ANN ARBOR, MI -Students in the University of Michigan’s Mary Markley Hall won’t be attending in-person classes for two weeks due to an increasing number of COVID-19 cases, the university has announced.

UM is requiring students living in the dorm to observe “enhanced social distancing practices” for the next 14 days due to the increase in cases, along with the fact that a high proportion of them have not participated in mandatory testing.

A pop-up testing event last week identified 17 additional positive COVID-19 cases on the third floor of the dorm, while several results are still pending. All positive cases and close contacts had been moved or were in the process of being moved to isolation or quarantine housing if recently identified, according to a letter from UM and the Washtenaw County Health Department.

Individuals who have not been tested will receive additional communication about their failure to report to testing as required, the university said.

Overall, Mary Markley Hall has had 61 COVID-19 cases, slightly behind West Quad (63) and South Quad (73) for the most cases among UM residence halls.

UM’s Campus Health Response Committee monitors several metrics and considers mitigation measures that might require further response for reevaluating campus operations. The metrics focus on three areas — disease spread, public health capacity and health care capacity — and use specific information to prompt consideration of actions, the release states.
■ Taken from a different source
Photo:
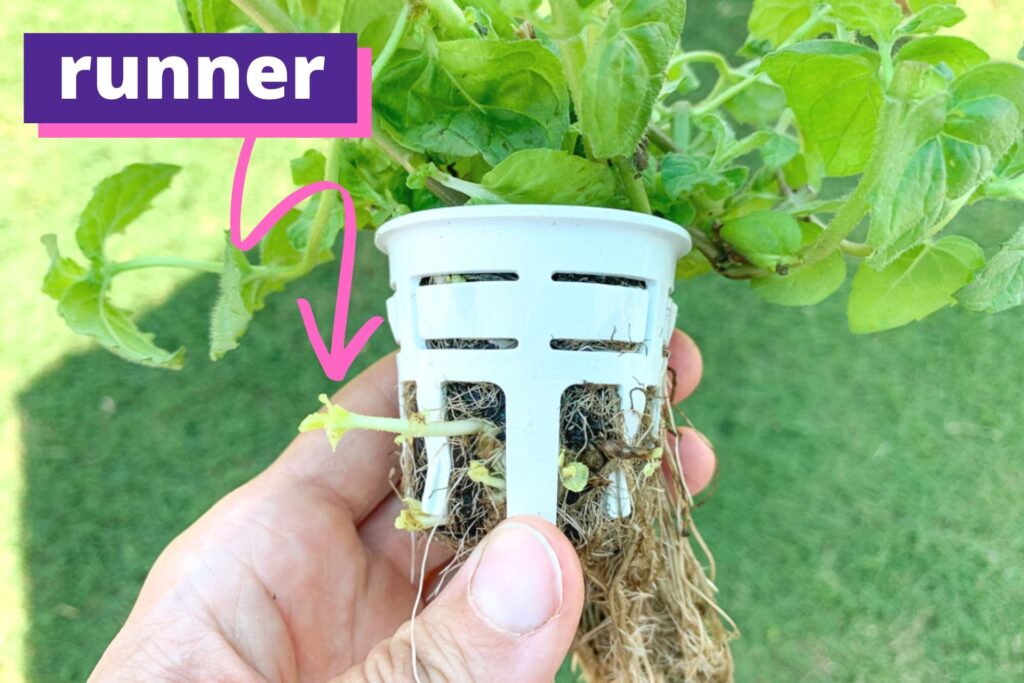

There are several situations that might change the university’s campus plans, including:

  • Five days of sustained test positivity over 20%
  • More than 70 new cases per million; sustained 10% positivity
  • Three consecutive days of more than 10% case increase
  • 80% projected capacity for isolation and quarantine housing within 14 days
  • One cluster with more than 100 contacts

UM has met the “more than 70 new cases per million” criteria since October. It also meets the metric of five days of sustained increases in student infections.”

Based on the test results UM received this weekend, there currently is not a cluster with more than 100 close contacts in Markley, UM Spokesman Rick Fitzgerald said.

“As noted in the dashboard narrative, we have additional testing to do in that residence hall, so this could change as we move forward this week,” Fitzgerald said. “We are reaching out directly to students who did not respond to our call for testing to make sure all Markley residents are tested.”

The university currently has 148 students in isolation housing due to a positive COVID-19 test result, with another 162 in quarantine for exposure or awaiting test results. UM currently is at 51.7% occupancy for its quarantine and isolation housing – increasing from just 22.7% a week ago.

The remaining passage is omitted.